20 octobre 2009
StreetNet International, leader de la campagne World Class Cities for All (WCCA) pour une planification urbaine inclusive et les préparatifs de la Coupe du Monde de la FIFA 2010, félicite l'organisation partenaire de la campagne WCCA, Abahlali baseMjondolo, pour son recours fructueux devant la Cour constitutionnelle visant à déclarer invalide l'article 16 de la loi sur l'élimination et la prévention des bidonvilles du KwaZulu-Natal.
Les vendeurs ambulants et les habitants des cabanes ont vu leurs expulsions de leurs maisons et de leurs lieux de travail augmenter, et ce de manière encore plus intense à l'approche de la Coupe du Monde de la FIFA 2010. Les plans de développement participatif sont abandonnés à un rythme rapide, alors que la fièvre de faire des profits grâce à la Coupe du Monde de la FIFA 2010 s'empare du gouvernement (y compris des collectivités locales) et du secteur privé.
StreetNet souhaite reconnaître les contributions positives apportées par Abahlali baseMjondolo, en tant que mouvement social progressiste de la société civile, à l'amélioration des conditions de vie des personnes les plus marginalisées en Afrique du Sud. Selon le Natal Mercury (15 octobre 2009), « la contestation de la loi a été portée par Abahlali baseMjondolo (le mouvement des habitants des cabanes) et a été considérée comme une victoire pour tous ceux qui vivent dans des cabanes, car la loi KZN a été largement considérée comme un modèle pour une législation similaire dans d'autres provinces. »

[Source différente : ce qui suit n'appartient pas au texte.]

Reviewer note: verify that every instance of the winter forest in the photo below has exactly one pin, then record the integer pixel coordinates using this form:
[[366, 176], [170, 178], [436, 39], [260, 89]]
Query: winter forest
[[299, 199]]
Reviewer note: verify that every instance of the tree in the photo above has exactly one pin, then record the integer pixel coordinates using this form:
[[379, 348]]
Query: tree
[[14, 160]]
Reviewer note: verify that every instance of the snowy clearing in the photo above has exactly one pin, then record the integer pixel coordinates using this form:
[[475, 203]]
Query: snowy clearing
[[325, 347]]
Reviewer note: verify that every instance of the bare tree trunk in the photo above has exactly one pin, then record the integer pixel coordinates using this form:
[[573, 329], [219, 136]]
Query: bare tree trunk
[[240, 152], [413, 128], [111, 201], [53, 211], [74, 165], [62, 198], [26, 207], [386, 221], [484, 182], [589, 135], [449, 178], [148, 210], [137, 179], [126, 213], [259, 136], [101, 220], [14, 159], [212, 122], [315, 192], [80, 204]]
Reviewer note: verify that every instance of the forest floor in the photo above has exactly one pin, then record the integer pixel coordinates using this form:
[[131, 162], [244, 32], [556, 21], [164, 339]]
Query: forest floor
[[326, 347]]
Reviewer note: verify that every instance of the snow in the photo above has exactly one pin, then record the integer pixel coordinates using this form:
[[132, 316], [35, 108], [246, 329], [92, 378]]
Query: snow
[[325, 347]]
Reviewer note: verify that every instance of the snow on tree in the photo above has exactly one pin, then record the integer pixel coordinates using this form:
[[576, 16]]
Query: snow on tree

Peu de Sud-Africains ont remarqué qu’en avril 2008, lorsqu’une vague d’attaques a éclaté contre des ressortissants étrangers dans des quartiers informels de Johannesburg et du Cap, les membres d’Abahlali baseMjondolo ont parcouru sans relâche les quartiers informels de Durban où ils avaient des membres, s’adressant à leurs membres et les exhortant à ne pas envisager de faire la même chose dans leurs quartiers, prévenant ainsi la possibilité d’attaques xénophobes généralisées dans ces zones. La contribution sociale inestimable d’Abahlali baseMjondolo a été grandement sous-estimée à l’époque, car les attaques contre les ressortissants étrangers ont finalement été beaucoup moins répandues et de moindre ampleur à Durban qu’à Johannesburg et au Cap.
C'est avec une grande tristesse que nous avons reçu des informations faisant état d'attaques contre des habitants de cabanes sur Kennedy Road à Durban le 26 septembre 2009, qui ont entraîné la mort de deux personnes, le déplacement de nombreux habitants et des menaces de mort contre les dirigeants d'Abahlali baseMjondolo, les obligeant à se cacher. Les informations sur les 20 heures de combats qui ont suivi les premières attaques étaient confuses et contradictoires, et de nombreuses personnes ont tenté de politiser l'incident et ses conséquences.
Mais ce qui est clair, c’est qu’il n’est pas acceptable que les dirigeants d’une organisation de la société civile qui lutte pour garantir que les habitants des bidonvilles jouissent des droits constitutionnels auxquels ils ont droit, contribuant ainsi grandement à la coexistence pacifique des habitants des bidonvilles de nationalités sud-africaines et étrangères, soient contraints de se cacher dans un pays démocratique.
Comme Abahlali baseMjondolo (tout comme StreetNet International) est une organisation respectée au sein du mouvement international de la société civile, ses partenaires internationaux War on Want, Domestic Workers United, New York Poverty Initiative et Picture the Homeless ont attiré l’attention du monde sur l’attaque du 26 septembre et ses conséquences, et sur le fait que les dirigeants d’Abahlali baseMjondolo se cachent toujours. En plus d’une large publicité sur Internet, qui est devenue une arme efficace dans toutes les campagnes internationales de solidarité avec la classe ouvrière, des manifestations ont été organisées devant les ambassades d’Afrique du Sud à Londres et à New York.
StreetNet International appelle toutes les organisations progressistes de la classe ouvrière et de la société civile en Afrique du Sud à soutenir le travail positif effectué par Abahlali baseMjondolo et à faire tous les efforts pour garantir les droits démocratiques des dirigeants d'Abahlali baseMjondolo à vivre librement dans leurs communautés et à bénéficier de la protection nécessaire contre les menaces de mort contre eux-mêmes et leurs familles.